Recuerdo la primera vez que la vi como si fuera ayer. De hecho, podría haber sido ayer. Fue un día cualquiera, bajo un cielo cualquiera, en una ciudad cualquiera, con una temperatura cualquiera y en una hora cualquiera. Fue en una biblioteca. La conocí. La conocí, y a partir de entonces mis sueños, palabras y deseos nunca volvieron a ser los mismos.
Empecé a juguetear con ella. Me ilusionaba con su nombre, moldeaba diosas y heroínas de papel con su perfil. Su nombre movía las ruedas de mis días, alzaba el puño de mis ideales, esbozada las sílabas de una belleza que nunca había imaginado que podría deletrear.
Ella me susurraba al oído palabras bellas.

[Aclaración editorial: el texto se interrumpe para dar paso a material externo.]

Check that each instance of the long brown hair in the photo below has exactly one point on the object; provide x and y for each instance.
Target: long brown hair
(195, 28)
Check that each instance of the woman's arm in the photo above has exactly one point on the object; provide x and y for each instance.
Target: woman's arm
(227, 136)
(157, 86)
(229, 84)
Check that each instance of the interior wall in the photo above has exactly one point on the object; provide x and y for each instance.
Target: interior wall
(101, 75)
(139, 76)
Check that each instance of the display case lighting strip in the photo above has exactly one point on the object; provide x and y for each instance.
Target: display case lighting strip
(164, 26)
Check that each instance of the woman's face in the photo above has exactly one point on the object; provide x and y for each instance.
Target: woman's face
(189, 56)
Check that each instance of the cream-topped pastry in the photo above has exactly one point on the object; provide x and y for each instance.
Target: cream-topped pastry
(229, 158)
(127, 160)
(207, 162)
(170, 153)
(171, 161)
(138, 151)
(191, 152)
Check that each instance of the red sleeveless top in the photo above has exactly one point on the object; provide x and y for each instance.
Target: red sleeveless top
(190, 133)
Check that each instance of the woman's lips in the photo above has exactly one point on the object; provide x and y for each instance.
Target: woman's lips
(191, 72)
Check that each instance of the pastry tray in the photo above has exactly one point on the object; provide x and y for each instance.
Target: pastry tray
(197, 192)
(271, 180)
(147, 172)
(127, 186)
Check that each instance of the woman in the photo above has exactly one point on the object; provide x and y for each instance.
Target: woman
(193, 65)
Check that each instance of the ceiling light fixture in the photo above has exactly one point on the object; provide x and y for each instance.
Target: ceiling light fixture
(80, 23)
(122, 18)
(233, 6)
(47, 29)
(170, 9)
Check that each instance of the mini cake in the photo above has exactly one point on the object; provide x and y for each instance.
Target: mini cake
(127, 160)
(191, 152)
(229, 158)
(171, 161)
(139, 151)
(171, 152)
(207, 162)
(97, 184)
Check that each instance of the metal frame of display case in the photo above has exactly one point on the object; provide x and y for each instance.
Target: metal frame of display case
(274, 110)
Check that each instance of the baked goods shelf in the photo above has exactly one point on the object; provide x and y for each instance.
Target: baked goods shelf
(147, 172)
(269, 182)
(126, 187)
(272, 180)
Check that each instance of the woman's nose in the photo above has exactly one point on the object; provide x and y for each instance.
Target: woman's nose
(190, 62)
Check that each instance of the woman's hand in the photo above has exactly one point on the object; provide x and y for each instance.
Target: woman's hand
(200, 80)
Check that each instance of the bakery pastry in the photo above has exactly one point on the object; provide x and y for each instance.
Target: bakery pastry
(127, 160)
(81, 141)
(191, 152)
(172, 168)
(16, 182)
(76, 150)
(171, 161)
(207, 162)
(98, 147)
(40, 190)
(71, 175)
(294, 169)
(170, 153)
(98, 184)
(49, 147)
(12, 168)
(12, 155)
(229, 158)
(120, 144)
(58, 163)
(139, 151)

Mientras dormía, me acariciaba los ojos con sus mechones sueltos. Pintaba mis cuadros y escribía mis poemas. Saltaba mis saltos y gritaba mis gritos.
De no haber sido por ella, seguiría encadenado al sumiso yugo de la conformidad. Andamos mano a mano por rutas sin mapa conocido. Ella espoleó mis ansias de cielo.
Me enseñó a pronunciar su nombre en voz alta. Y yo lo dije, lo grité, lo compuse, lo pinté, lo escribí, lo expliqué, lo dibujé.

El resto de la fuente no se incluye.